On Sat, May 23, 2020 at 12:00 AM Robert Haas
<robertmhaas(at)gmail(dot)com> wrote:
> I think there's a significant difference. The idea I remember being
> discussed at the time was to divide the relation into equal parts at
> the very start and give one part to each worker. I think that carries
> a lot of risk of some workers finishing much sooner than others.
Was the idea of work-stealing considered? Here is what I have been
thinking about:
Each worker would be assigned a contiguous chunk of blocks at init time.
Then if a worker is finished with its work, it can inspect other
workers' remaining work and "steal" some of the blocks from the end of
the victim worker's allocation.
Considerations for such a scheme:
1. Victim selection: Who will be the victim worker? It can be selected at
random if nothing else.
2. How many blocks to steal? Stealing half of the victim's remaining
blocks seems to be fair.
3. Stealing threshold: We should disallow stealing if the amount of
remaining work is not enough in the victim worker.
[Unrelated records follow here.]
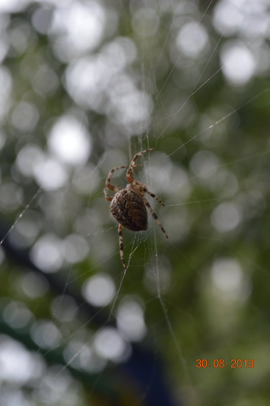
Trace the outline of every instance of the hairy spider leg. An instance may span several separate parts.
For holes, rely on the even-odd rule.
[[[164,230],[164,229],[163,228],[163,227],[162,227],[162,224],[161,223],[161,222],[160,222],[160,220],[158,218],[158,216],[157,215],[157,214],[156,214],[156,213],[155,212],[155,211],[153,211],[153,210],[152,209],[152,208],[151,208],[151,207],[150,206],[150,204],[148,203],[148,202],[147,202],[147,201],[146,200],[145,198],[144,198],[144,197],[142,198],[142,201],[143,202],[143,203],[144,203],[145,206],[146,206],[148,207],[148,208],[149,209],[149,210],[150,212],[151,213],[151,214],[152,214],[152,216],[153,217],[153,218],[155,218],[155,219],[156,220],[156,221],[157,222],[157,223],[158,223],[158,224],[159,225],[159,226],[161,228],[162,232],[163,233],[163,234],[164,234],[164,235],[165,236],[166,238],[168,238],[168,236],[167,235],[167,233],[165,231],[165,230]]]
[[[130,183],[136,182],[136,181],[133,177],[133,168],[135,166],[137,166],[137,165],[136,165],[135,164],[140,155],[141,155],[142,154],[144,154],[144,153],[147,152],[147,151],[153,151],[154,150],[155,148],[149,148],[148,150],[144,150],[143,151],[138,152],[138,154],[136,154],[136,155],[134,155],[133,159],[129,165],[129,168],[127,172],[127,175],[126,175],[126,179],[128,182],[129,182]]]
[[[141,166],[141,165],[136,165],[135,166]],[[110,170],[109,172],[109,174],[108,175],[108,177],[106,179],[106,188],[104,188],[103,189],[104,194],[105,195],[105,198],[106,200],[108,200],[109,202],[111,202],[112,200],[113,197],[111,197],[111,196],[109,196],[108,195],[108,191],[109,189],[111,190],[113,190],[114,192],[119,192],[120,190],[119,186],[119,184],[111,184],[110,183],[110,179],[111,179],[111,177],[112,176],[112,174],[114,172],[114,171],[117,171],[119,169],[123,169],[124,168],[129,168],[129,165],[124,165],[122,166],[117,166],[115,168],[113,168],[112,169]]]
[[[149,191],[148,190],[148,189],[146,189],[146,188],[142,188],[142,191],[143,191],[143,192],[144,192],[145,193],[147,193],[148,195],[149,195],[149,196],[151,196],[151,197],[153,197],[153,198],[154,198],[154,199],[156,199],[156,200],[157,200],[157,201],[159,202],[159,203],[160,203],[160,204],[161,204],[161,205],[162,205],[162,206],[165,206],[165,205],[164,204],[164,203],[163,203],[163,202],[161,201],[161,200],[160,200],[160,199],[159,199],[159,198],[158,198],[158,197],[157,197],[157,196],[156,196],[156,195],[154,195],[154,194],[153,194],[153,193],[152,193],[151,192],[149,192]]]
[[[140,155],[141,155],[142,154],[144,154],[145,152],[147,152],[147,151],[152,151],[155,150],[155,148],[149,148],[148,150],[144,150],[143,151],[141,151],[140,152],[138,152],[138,154],[136,154],[136,155],[134,156],[134,157],[132,161],[131,161],[131,163],[129,166],[129,168],[127,172],[127,175],[126,176],[126,178],[128,182],[129,182],[130,183],[133,183],[133,184],[137,184],[139,185],[141,187],[141,182],[138,182],[133,177],[133,168],[134,167],[137,166],[137,165],[135,165],[135,163],[136,160],[138,159],[138,157]],[[160,203],[162,206],[165,206],[164,203],[163,203],[160,199],[159,199],[158,197],[157,197],[156,195],[153,193],[152,193],[151,192],[149,192],[145,184],[143,184],[143,187],[141,187],[141,190],[144,192],[145,193],[147,193],[147,194],[149,195],[151,197],[153,197],[154,199],[156,199],[159,203]]]
[[[124,261],[123,236],[122,236],[122,233],[121,232],[121,230],[122,229],[123,229],[123,226],[120,224],[119,227],[118,227],[118,235],[119,236],[119,248],[120,249],[120,256],[121,258],[121,260],[122,261],[122,264],[124,268],[124,269],[126,269],[126,264],[125,263],[125,261]]]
4. Additional parallel state: Representing the chunk of "work". I guess
one variable for the current block and one for the last block in the
chunk allocated. The latter would have to be protected with atomic
fetches as it would be decremented by the stealing worker.
5. Point 4 implies that there might be more atomic fetch operations as
compared to this patch. Idk if that is a lesser evil than the workers
being idle..probably not? A way to salvage that a little would be to
forego atomic fetches when the amount of work remaining is less than the
threshold discussed in 3 as there is no possibility of work stealing then.